Москва необетованная - стр. 6
– Стойте!
Все замерли. Даже бабулька.
– Я помогу найти вашего внука! – голосом пророка возвестила Алевтина и описала пропавшего мальчика и собаку. Так как видела она пацана со спины, то ограничилась одеждой, примерным ростом и цветом волос, все остальное ей помешали рассмотреть помехи электропроводов и общий нервный фон поискового отряда. Затем прорицательница повела всех к палисаднику и стройке.
– Жив ли он, скажи, жив ли? – причитала бабушка, торопливо семеня за колдуньей.
– Может быть, – задумчиво отвечала она, зорко посматривая по сторонам. «Если он не заигрался на стройке, то он… он… где-то в другом месте», – напряженно размышляла Алексис, понимая, что это дело может оказаться либо началом, либо концом ее карьеры.
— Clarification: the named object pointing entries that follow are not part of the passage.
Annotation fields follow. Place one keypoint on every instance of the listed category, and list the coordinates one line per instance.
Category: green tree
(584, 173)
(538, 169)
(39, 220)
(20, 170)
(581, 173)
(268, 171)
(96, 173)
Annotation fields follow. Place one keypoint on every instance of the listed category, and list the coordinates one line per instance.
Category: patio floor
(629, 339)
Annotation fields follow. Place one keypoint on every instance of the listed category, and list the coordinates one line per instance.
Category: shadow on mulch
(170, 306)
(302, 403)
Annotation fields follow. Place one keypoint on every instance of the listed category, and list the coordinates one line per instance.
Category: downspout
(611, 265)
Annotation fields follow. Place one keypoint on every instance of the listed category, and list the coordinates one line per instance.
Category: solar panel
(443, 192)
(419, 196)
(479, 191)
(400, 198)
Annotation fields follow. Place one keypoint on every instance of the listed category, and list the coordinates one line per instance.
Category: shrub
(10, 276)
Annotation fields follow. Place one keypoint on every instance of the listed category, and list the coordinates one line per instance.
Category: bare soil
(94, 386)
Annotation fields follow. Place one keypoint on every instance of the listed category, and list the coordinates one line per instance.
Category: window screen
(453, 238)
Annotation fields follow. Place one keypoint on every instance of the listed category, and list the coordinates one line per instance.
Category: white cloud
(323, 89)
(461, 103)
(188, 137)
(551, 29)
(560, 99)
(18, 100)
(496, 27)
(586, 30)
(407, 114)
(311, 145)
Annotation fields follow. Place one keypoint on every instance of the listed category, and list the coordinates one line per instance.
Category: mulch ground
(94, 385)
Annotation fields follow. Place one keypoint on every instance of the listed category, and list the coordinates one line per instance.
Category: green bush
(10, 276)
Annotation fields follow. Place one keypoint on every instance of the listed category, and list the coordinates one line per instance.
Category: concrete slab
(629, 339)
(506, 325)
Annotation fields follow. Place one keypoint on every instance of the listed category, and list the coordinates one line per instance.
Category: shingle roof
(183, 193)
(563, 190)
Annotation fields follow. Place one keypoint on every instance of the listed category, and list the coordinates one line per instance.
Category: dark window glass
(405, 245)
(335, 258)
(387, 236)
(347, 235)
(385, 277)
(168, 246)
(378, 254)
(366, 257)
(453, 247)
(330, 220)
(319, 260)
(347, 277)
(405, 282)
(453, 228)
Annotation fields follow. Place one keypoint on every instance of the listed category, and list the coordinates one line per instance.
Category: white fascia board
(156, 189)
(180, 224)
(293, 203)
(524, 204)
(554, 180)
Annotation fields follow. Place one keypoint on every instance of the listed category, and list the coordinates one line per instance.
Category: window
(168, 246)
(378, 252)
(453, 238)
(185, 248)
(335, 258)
Остановившись у забора стройки, она провозгласила:
– Ищите здесь!
И пока жильцы рыскали по территории, боролась с мучительным желанием закурить.
– Здесь он! – раздался чей-то крик. У прорицательницы подкосились ноги, а на глаза навернулись слезы радости и счастья. Это был старт ее головокружительной карьеры.
Эпизод 2
Семен Федорович Линец
Работа у Семена была наивреднейшей и наиопаснейшей, после шахтеров и испытателей истребителей – он был редактором журнала «Литературный Олимп 21 век». Под таким длинным и многообещающим названием скрывалась второсортная публицистика с претензией на нечто великое и новое. Но, невзирая на старательные потуги редакционной коллегии, претензии так и оставались претензиями.
Семен Федорович обладал приятной внешностью, мягким проникновенным голосом, носил костюмы приглушенных тонов, а на его чисто выбритом лице, как правило, читалось выражение доброжелательной скуки. За всем этим Линец тщательно скрывал все свои неврозы и психозы, нажитые за долгие годы общения с авторами и коллегами по работе. Семен Федорович никогда не опаздывал на работу, но и не задерживался ни на секунду в конце дня.
После второго развода он четко уяснил для себя, что семейная жизнь не его стихия, и вот уже несколько лет числился в завидных женихах у вечно молодых и вечно подающих надежды писательниц. И поэтесс, которых Линец любил особенно люто. Очертив вокруг себя невидимый круг, он никого не подпускал к себе и сам за пределы этого круга выходить не желал.
То и дело Семен принимался за написание нового масштабного романа, который непременно загасал после пяти-шести глав, и Линец погружался в задумчивую меланхолию и созерцание домов из окна своего кабинета. Вместе с ним, в одном жизненном пространстве, размещались еще два стола – с критиком Травкиным и поэтом Тонкошкуровым. Их Линец обозревал издали, откуда-то из своих, только одному ему известных миров. Критик с поэтом были сравнительно молоды, перед Линьцом робели, и лишний раз старались не нарушить его творческого процесса. Они не знали, что конкретно написал и издал Линец, но задавать ему подобные вопросы считали неприличным, а своим домочадцам говорили шепотом, с придыханием, что работают в одном кабинете с самим Линьцом!